Dormí profundamente en la cómoda cama que me había provisto mi rolliza Gulnare, hasta poco después de rayar el día, cuando me despertaron con su canto los numerosos gallos de la estancia. Recordando que debía encepar a Marcos antes que se presentara en escena el iracundo don Fernando, me levanté y vestí a toda prisa. Encontré al mugriento soldadote de los botones dorados ya en la cocina tomando su matutino mate amargo, y le pedí que me prestara la llave del cuarto del prisionero, pues así me había dicho que hiciera la señora. Se levantó y él mismo fue conmigo a abrir la puerta, no queriendo, sin duda, confiarme la llave. Cuando abrió la puerta, nos quedamos algún tiempo en silencio… ¡la pieza vacía! El prisionero había desaparecido y una gran abertura en el techo de totora mostraba cómo y por dónde se había escapado.
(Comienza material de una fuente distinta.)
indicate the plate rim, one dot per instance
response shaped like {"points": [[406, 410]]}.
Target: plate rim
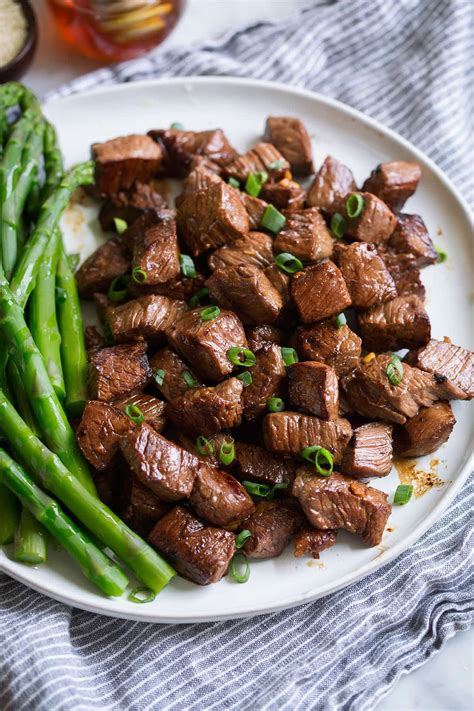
{"points": [[103, 605]]}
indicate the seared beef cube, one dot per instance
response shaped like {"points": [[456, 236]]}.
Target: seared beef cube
{"points": [[262, 157], [401, 323], [367, 278], [148, 317], [118, 370], [425, 432], [313, 388], [268, 378], [272, 525], [198, 552], [165, 468], [246, 290], [290, 136], [255, 249], [369, 452], [177, 376], [319, 291], [120, 162], [155, 248], [219, 498], [305, 235], [411, 236], [375, 223], [109, 261], [394, 182], [211, 217], [328, 343], [99, 432], [205, 411], [333, 182], [257, 464], [451, 363], [340, 502], [205, 343], [313, 541], [290, 432]]}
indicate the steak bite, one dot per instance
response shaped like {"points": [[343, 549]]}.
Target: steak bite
{"points": [[205, 343], [340, 502], [400, 323], [411, 236], [272, 525], [219, 498], [205, 411], [289, 432], [319, 291], [328, 343], [305, 235], [112, 259], [313, 388], [369, 452], [331, 184], [268, 379], [367, 278], [246, 290], [290, 136], [121, 162], [165, 468], [394, 182], [118, 370], [211, 218], [425, 432], [198, 552]]}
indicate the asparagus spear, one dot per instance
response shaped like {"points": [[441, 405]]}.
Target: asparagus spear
{"points": [[94, 563], [51, 473]]}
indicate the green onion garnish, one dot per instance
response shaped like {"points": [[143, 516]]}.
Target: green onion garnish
{"points": [[239, 559], [273, 220], [354, 205], [241, 356], [320, 457], [403, 494], [204, 447], [120, 225], [394, 370], [134, 413], [288, 263]]}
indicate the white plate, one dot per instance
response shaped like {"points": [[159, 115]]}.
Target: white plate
{"points": [[240, 106]]}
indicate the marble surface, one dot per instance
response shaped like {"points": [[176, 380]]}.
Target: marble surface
{"points": [[444, 682]]}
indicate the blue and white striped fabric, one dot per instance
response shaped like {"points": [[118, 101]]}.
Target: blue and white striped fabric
{"points": [[407, 64]]}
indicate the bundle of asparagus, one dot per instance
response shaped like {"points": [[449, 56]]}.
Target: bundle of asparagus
{"points": [[43, 365]]}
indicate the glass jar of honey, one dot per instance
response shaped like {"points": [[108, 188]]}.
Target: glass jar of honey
{"points": [[115, 30]]}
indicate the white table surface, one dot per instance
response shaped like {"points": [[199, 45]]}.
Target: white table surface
{"points": [[445, 682]]}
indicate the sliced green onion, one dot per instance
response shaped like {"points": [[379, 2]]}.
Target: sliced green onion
{"points": [[204, 447], [239, 559], [188, 268], [141, 595], [394, 370], [242, 537], [241, 356], [273, 220], [288, 263], [227, 451], [354, 205], [338, 225], [120, 225], [210, 313], [275, 404], [134, 413], [403, 494]]}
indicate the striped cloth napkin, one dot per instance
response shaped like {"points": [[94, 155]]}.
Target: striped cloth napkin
{"points": [[407, 64]]}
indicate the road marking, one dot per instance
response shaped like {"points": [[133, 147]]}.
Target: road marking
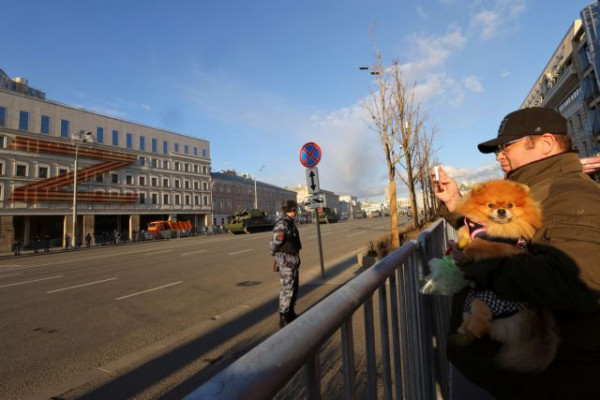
{"points": [[35, 280], [193, 252], [82, 285], [158, 252], [6, 276], [354, 234], [149, 290], [238, 252]]}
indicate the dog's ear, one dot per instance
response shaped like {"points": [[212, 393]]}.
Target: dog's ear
{"points": [[476, 188]]}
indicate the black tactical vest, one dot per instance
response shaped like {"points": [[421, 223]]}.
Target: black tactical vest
{"points": [[292, 243]]}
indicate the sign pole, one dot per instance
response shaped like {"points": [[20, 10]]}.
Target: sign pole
{"points": [[320, 243], [310, 155]]}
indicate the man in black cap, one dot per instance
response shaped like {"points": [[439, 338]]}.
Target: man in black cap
{"points": [[561, 271], [285, 246]]}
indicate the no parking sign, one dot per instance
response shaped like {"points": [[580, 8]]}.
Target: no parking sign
{"points": [[310, 155]]}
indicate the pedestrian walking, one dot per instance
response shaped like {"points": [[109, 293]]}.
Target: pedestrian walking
{"points": [[285, 246]]}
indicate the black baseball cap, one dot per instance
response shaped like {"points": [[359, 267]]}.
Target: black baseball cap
{"points": [[526, 122]]}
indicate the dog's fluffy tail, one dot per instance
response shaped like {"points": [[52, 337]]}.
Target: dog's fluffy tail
{"points": [[530, 339]]}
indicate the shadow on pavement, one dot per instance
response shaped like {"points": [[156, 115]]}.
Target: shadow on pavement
{"points": [[142, 377]]}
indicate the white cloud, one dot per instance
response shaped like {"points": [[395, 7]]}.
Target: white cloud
{"points": [[499, 20], [472, 83]]}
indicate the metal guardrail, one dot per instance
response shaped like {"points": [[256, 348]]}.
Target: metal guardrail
{"points": [[412, 329]]}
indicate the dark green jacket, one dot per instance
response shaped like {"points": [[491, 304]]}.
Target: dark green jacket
{"points": [[561, 273]]}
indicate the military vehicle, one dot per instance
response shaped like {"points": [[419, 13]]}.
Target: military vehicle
{"points": [[327, 215], [248, 221]]}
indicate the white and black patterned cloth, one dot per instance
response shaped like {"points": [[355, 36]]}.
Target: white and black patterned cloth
{"points": [[500, 308]]}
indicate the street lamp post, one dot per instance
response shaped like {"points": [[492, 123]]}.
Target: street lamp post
{"points": [[255, 189], [80, 137]]}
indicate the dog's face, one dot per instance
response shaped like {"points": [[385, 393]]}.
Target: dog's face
{"points": [[506, 208]]}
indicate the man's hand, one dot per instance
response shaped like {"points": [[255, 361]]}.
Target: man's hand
{"points": [[445, 188]]}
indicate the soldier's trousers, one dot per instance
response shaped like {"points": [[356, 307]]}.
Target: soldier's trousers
{"points": [[289, 265]]}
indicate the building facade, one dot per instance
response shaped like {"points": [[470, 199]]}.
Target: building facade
{"points": [[232, 192], [126, 174], [570, 82]]}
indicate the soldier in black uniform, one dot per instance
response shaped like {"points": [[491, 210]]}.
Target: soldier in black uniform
{"points": [[285, 246]]}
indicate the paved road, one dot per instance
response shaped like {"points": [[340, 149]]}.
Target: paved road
{"points": [[153, 319]]}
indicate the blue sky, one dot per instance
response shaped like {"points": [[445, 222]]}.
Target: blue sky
{"points": [[258, 79]]}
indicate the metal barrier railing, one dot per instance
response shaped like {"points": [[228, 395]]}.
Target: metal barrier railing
{"points": [[413, 366]]}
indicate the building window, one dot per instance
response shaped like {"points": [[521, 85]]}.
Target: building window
{"points": [[23, 120], [100, 134], [21, 170], [42, 172], [64, 128], [45, 125]]}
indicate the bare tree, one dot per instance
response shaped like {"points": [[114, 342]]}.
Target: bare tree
{"points": [[426, 158], [381, 111], [409, 121]]}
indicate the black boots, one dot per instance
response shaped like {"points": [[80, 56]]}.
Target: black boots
{"points": [[286, 318], [283, 319]]}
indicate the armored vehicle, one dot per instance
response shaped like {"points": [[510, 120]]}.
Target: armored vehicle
{"points": [[327, 216], [248, 221]]}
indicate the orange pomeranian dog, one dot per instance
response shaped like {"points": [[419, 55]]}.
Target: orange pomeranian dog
{"points": [[500, 218]]}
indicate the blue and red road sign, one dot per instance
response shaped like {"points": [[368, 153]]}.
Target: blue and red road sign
{"points": [[310, 155]]}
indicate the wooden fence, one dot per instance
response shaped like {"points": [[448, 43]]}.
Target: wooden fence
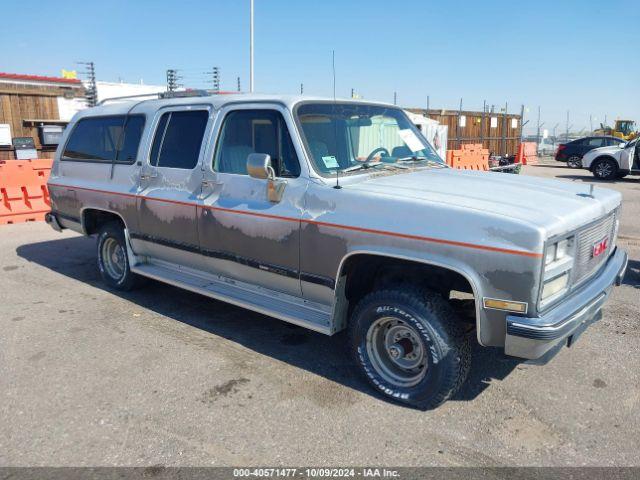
{"points": [[498, 132]]}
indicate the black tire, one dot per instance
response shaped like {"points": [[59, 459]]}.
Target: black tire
{"points": [[111, 238], [440, 340], [604, 169]]}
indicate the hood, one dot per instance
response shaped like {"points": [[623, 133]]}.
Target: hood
{"points": [[555, 206]]}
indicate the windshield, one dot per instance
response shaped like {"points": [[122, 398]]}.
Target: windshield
{"points": [[350, 137]]}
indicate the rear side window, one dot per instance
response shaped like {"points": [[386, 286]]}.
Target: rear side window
{"points": [[105, 139], [178, 139], [130, 139]]}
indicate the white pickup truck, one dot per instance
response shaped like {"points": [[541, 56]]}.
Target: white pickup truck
{"points": [[618, 161]]}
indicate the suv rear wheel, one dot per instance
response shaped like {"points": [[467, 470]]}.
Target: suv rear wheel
{"points": [[113, 262], [604, 169], [410, 346]]}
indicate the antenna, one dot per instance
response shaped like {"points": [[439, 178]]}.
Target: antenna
{"points": [[333, 66]]}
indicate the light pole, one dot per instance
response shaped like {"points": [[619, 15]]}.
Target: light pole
{"points": [[251, 46]]}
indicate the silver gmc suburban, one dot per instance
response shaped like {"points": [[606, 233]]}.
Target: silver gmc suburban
{"points": [[339, 215]]}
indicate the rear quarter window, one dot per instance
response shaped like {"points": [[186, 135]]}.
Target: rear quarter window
{"points": [[178, 139], [105, 139]]}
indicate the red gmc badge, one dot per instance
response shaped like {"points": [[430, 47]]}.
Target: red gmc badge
{"points": [[599, 247]]}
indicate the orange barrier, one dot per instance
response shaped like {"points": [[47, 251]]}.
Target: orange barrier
{"points": [[24, 196], [527, 153], [470, 157]]}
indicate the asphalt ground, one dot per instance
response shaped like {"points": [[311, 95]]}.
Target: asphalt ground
{"points": [[161, 376]]}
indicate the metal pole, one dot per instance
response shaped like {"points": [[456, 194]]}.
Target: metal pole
{"points": [[251, 47], [504, 130], [482, 121], [458, 125]]}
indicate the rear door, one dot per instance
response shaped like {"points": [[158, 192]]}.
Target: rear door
{"points": [[591, 143], [170, 183]]}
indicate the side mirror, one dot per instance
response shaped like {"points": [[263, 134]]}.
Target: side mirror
{"points": [[259, 166]]}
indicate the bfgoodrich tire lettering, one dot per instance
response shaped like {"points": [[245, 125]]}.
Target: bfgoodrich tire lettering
{"points": [[604, 169], [442, 341], [113, 262]]}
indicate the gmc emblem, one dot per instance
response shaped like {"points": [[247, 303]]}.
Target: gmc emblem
{"points": [[599, 247]]}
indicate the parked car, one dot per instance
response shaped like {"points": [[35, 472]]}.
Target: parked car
{"points": [[546, 146], [572, 152], [608, 163], [338, 216]]}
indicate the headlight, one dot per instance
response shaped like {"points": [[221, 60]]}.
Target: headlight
{"points": [[558, 262], [555, 286], [558, 251]]}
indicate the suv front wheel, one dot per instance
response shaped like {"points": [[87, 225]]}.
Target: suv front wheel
{"points": [[410, 346], [113, 262]]}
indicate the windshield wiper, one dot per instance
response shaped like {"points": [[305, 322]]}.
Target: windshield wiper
{"points": [[415, 158], [364, 166]]}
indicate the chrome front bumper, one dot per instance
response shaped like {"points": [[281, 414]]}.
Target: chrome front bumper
{"points": [[535, 337]]}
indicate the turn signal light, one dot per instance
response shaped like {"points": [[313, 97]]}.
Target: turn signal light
{"points": [[509, 306]]}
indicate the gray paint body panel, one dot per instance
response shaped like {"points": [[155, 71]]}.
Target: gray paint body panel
{"points": [[488, 227]]}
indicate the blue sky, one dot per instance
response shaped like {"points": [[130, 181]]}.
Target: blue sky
{"points": [[580, 56]]}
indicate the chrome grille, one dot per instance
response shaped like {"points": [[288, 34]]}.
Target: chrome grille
{"points": [[586, 264]]}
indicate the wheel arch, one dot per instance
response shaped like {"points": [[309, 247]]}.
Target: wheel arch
{"points": [[341, 300], [92, 219], [602, 157]]}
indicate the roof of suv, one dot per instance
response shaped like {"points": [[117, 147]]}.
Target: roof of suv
{"points": [[123, 106]]}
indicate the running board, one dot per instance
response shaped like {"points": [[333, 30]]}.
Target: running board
{"points": [[289, 308]]}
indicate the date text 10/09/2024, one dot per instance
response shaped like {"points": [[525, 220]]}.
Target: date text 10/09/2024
{"points": [[316, 472]]}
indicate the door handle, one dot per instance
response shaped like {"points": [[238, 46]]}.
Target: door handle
{"points": [[210, 183]]}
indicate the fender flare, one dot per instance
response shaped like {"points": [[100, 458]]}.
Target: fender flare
{"points": [[83, 216], [465, 274]]}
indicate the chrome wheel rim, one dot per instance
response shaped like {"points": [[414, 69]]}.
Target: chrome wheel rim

Mucho me irritó la que nos había jugado el tipo, y sobre todo a mí, porque hasta cierto punto era yo el responsable. Por fortuna, el soldadote que abrió la puerta no pensó por un momento que yo pudiese haber sido su cómplice; observó, sencillamente, que por lo visto, los soldados, la noche antes, debieron de haber dejado el cepo sin echarle llaves, de modo que no era de extrañar que el prisionero se hubiese escapado. Cuando se levantaron los demás, se habló el asunto con muy poca excitación o interés, de lo que deduje que el secreto de la fuga quedaría entre la dueña de casa y yo. Esta buscó la oportunidad de hablarme a solas, y meneando su rollizo dedo índice en señal de fingido enojo, me susurró-:
-¡Ah, joven engañador! ¡Usté lo arregló todo con él anoche, y yo sólo he servido de instrumento!
-¡Señora! -protesté con dignidad-, le aseguro, palabra de inglés, que jamás tuve la menor sospecha de que ese hombre tuviera la intención de escaparse. Estoy sumamente fastidiado con lo que ha sucedido.
-¿Qué cree usté que me importa un bledo que se haya escapado? -respondió-. ¡Ay, amiguito lindo!, si lo tuviera en mi poder, con qué gusto abriría por usté las puertas de todos los presidios de la Banda Oriental!
-¡Por Dios, señora, que usted es zalamera! Pero debo ir ahora donde su marido para peguntarle qué piensa hacer con el prisionero que no ha intentado fugarse –y con esa excusa me escapé.